If the real file is deleted, the symbolic link is orphaned, in that there is no longer a real file to be opened. But if you later create a new file at that location with the exact same file name, the symbolic link will again find a file to open. This is how a macOS Alias behaves as well.
NOTE: A symbolic link is a low level file system abstraction. A macOS Alias is a GUI framework abstraction. Generally speaking a symbolic link is accessible to every programs and process running. An Alias is really only available to GUI applications that use the GUI framework to access files.
A Hardlink is a 2nd (3rd, 4th, ...) directory entry that contains a file name (does not need to be the same name as the other file), and an internal file system file identifier. In the Unix world this is called the "inode" number. The inode is how the file system finds the metadata for a file, where the metadata is things like time stamps, file size, owner, group, permissions, and what blocks of storage contain the data for the file.
Anytime a file system hardlink is created, the file system increments a reference count on the file. In the Unix world this is called the "nlink" count.
When a file is deleted, the file system removes the filename from the specified directory and decremented the nlink value. If the nlink value goes to zero after it is decremented, then the file system will mark the file for deletion.
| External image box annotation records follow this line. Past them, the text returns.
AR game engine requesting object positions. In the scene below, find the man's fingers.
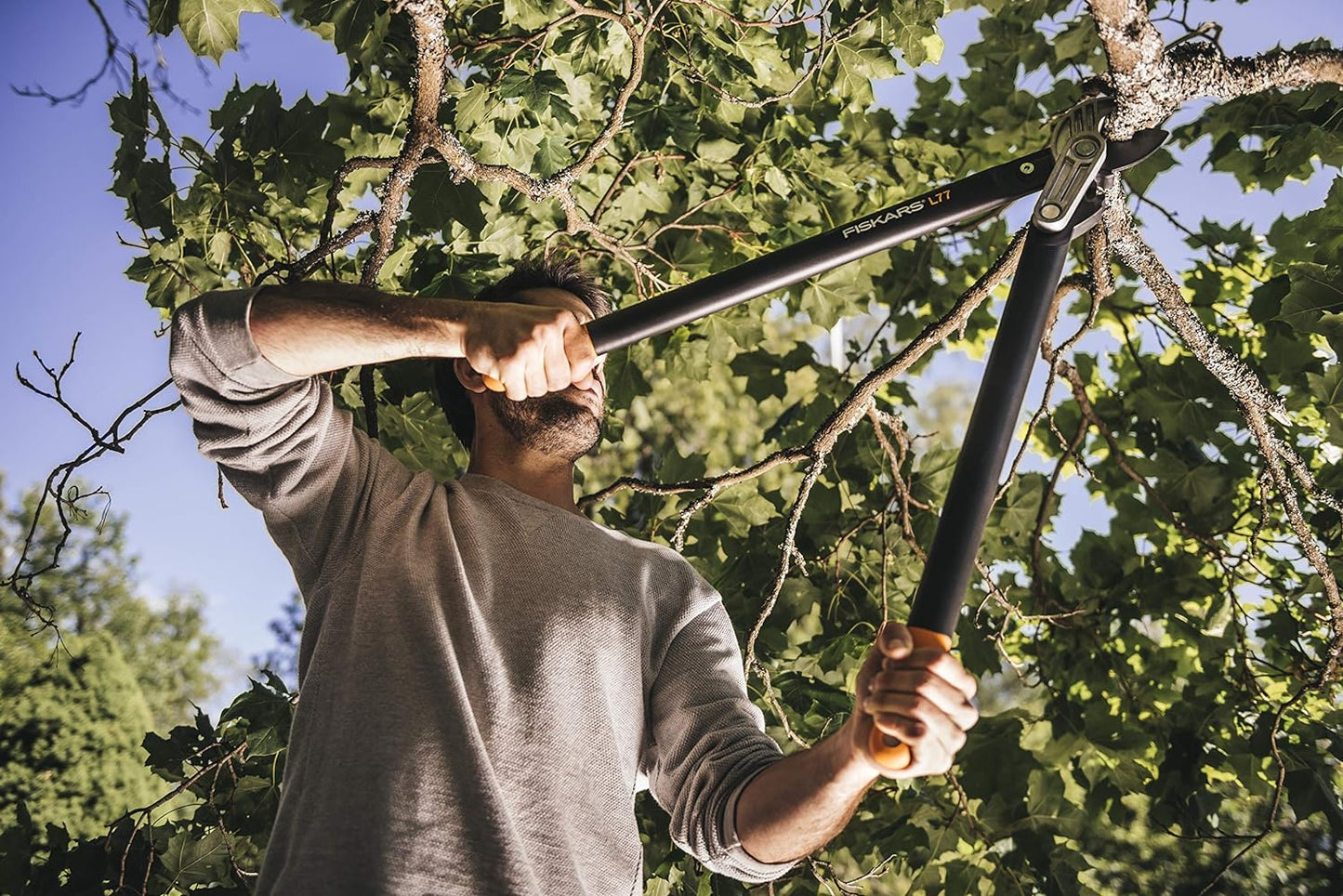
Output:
[543,329,574,392]
[522,356,550,398]
[564,317,600,386]
[882,648,979,700]
[877,622,915,660]
[872,694,966,766]
[863,669,979,731]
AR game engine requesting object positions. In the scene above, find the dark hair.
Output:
[434,253,611,450]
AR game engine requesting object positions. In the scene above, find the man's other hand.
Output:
[849,622,979,778]
[464,302,599,402]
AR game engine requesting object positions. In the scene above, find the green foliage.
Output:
[0,615,157,837]
[0,481,219,725]
[6,0,1343,895]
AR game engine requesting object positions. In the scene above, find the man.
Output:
[171,254,978,896]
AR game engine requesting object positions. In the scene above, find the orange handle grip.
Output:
[863,626,951,771]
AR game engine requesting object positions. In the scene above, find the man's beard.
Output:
[486,386,604,464]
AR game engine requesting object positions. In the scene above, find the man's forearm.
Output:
[736,723,879,863]
[248,283,466,376]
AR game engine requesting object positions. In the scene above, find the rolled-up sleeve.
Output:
[168,289,410,595]
[649,600,797,884]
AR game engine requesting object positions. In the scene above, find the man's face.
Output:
[485,286,606,464]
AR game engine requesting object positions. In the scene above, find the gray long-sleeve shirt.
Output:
[169,290,793,896]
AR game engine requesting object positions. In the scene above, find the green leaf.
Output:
[407,165,496,235]
[159,827,229,887]
[694,137,742,163]
[178,0,280,61]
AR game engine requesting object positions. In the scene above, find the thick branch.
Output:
[1089,0,1343,139]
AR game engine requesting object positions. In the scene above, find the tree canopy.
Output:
[2,0,1343,893]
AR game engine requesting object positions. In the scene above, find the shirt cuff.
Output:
[722,763,800,884]
[199,286,309,389]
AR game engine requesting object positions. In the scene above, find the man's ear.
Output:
[453,357,486,392]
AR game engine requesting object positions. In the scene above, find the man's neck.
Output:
[466,438,582,515]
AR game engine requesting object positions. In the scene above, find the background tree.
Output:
[0,613,159,842]
[0,472,220,727]
[2,0,1343,893]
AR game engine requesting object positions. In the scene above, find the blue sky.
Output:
[0,0,1343,708]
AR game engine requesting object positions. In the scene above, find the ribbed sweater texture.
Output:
[169,290,793,896]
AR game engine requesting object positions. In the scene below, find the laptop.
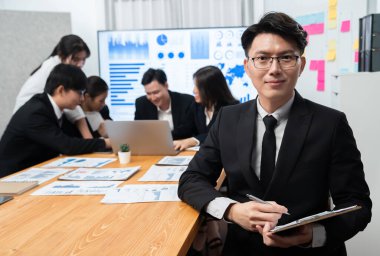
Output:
[105,120,179,156]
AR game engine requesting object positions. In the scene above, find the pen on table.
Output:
[246,194,290,215]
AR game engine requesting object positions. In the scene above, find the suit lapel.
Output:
[236,100,261,191]
[265,92,312,200]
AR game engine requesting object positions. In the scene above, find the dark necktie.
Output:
[260,116,277,189]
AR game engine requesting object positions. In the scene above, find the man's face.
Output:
[244,33,305,108]
[62,90,83,109]
[144,80,170,109]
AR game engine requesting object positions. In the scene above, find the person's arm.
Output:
[75,118,93,139]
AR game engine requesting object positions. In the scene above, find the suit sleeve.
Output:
[25,109,105,155]
[324,114,372,246]
[178,107,223,211]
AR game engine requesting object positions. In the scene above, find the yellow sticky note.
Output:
[329,0,338,7]
[328,40,336,50]
[352,38,359,50]
[326,50,336,61]
[328,20,336,29]
[329,7,336,20]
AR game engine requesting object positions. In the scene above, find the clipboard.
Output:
[270,205,362,233]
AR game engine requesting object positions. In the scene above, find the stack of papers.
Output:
[101,184,180,204]
[2,168,72,184]
[139,165,187,181]
[59,166,140,180]
[43,157,116,168]
[0,181,38,196]
[31,181,122,196]
[157,156,194,165]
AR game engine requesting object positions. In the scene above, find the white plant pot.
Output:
[118,151,131,164]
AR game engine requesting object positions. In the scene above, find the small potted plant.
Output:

If the nlink count is greater than zero, then it means there is 1 or more other hardlinks in some directory within the file system that is pointing at the file's inode.
I say marked for deletion, because if the file is open and by macOS, then the file will not be deleted until it is closed for the last time (as in it could be concurrently open by several processes).
My day jobs is as a Unix file system developer, which I've done for several not-Apple Fortune 500 companies.